The Bioseeker technology is scheduled to undergo final testing, later this year. Its architects believe that, if it is eventually used in battle, it will make soldiers safer by taking them further away from the enemy.

Researchers aim to produce a low-cost seeker-and-guidance system that could eventually be reduced to the size of a coffee cup. Possible applications include placing the technology inside rockets used on the Australian Army's Tiger Attack helicopters.

The Australian military is relatively small, with about 50,000 personnel. However, the defense force has a reputation for technological innovation.

The government in Canberra has said that, by 2020, it hopes to bring into service a fleet of Super Hornet jet fighters and an early-warning aircraft, as well as a range of new helicopters and airborne refueling airplanes.

The Australian military is involved in peacekeeping missions in East Timor, Sudan and the Solomon Islands and with the US-led campaign in Afghanistan.

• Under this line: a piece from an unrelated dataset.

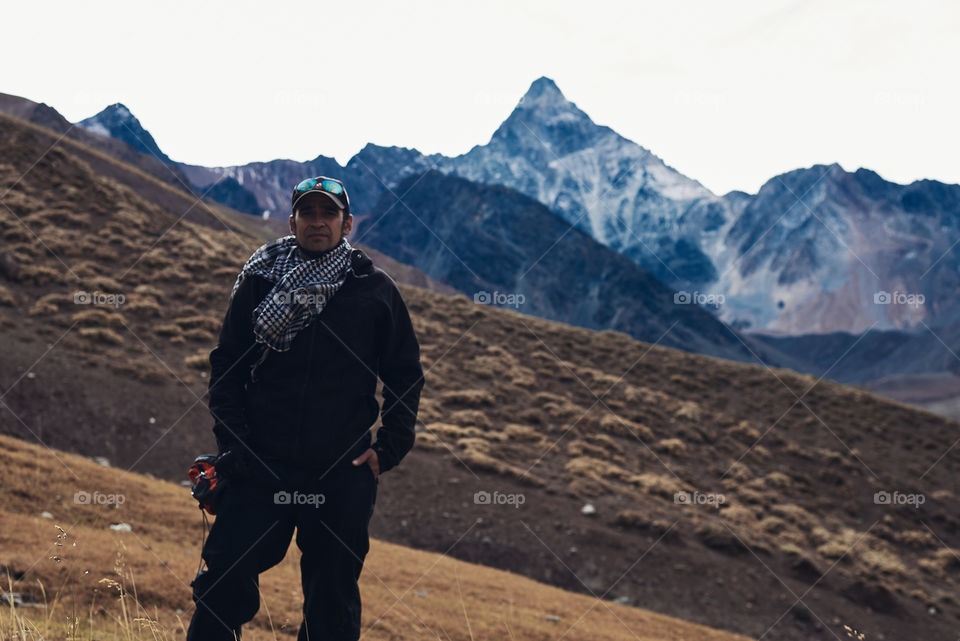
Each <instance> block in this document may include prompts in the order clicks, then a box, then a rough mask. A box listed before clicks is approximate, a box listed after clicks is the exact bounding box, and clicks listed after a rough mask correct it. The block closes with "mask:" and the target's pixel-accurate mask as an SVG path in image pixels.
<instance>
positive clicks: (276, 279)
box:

MSantor - July 10, 2009 03:54 AM (GMT)
Do you think it will work out the way they want it to?

QUOTE
BACKROOM boffins in the US Army have decided that robots will be better at warfare if they have a built in guilt system.

According to CNET, robotics engineer Ronald Arkin of the Georgia Institute of Technology has just finished a three-year contract with the US Army designing software to create ethical robots. He said his proof of concept software is a decade or two away from being used.

Each robot is embedded with internationally prescribed laws of war and rules of engagement, such as those in the Geneva Conventions.

Arkin has been embeding robotic soldiers with moral "emotion" of guilt. This downgrades the robots' ability to engage targets if it is acting in ways which exceed the predicted battle damage in certain circumstances.

He argues that giving them a guilt trip makes them better at avoiding civilian casualties than human soldiers.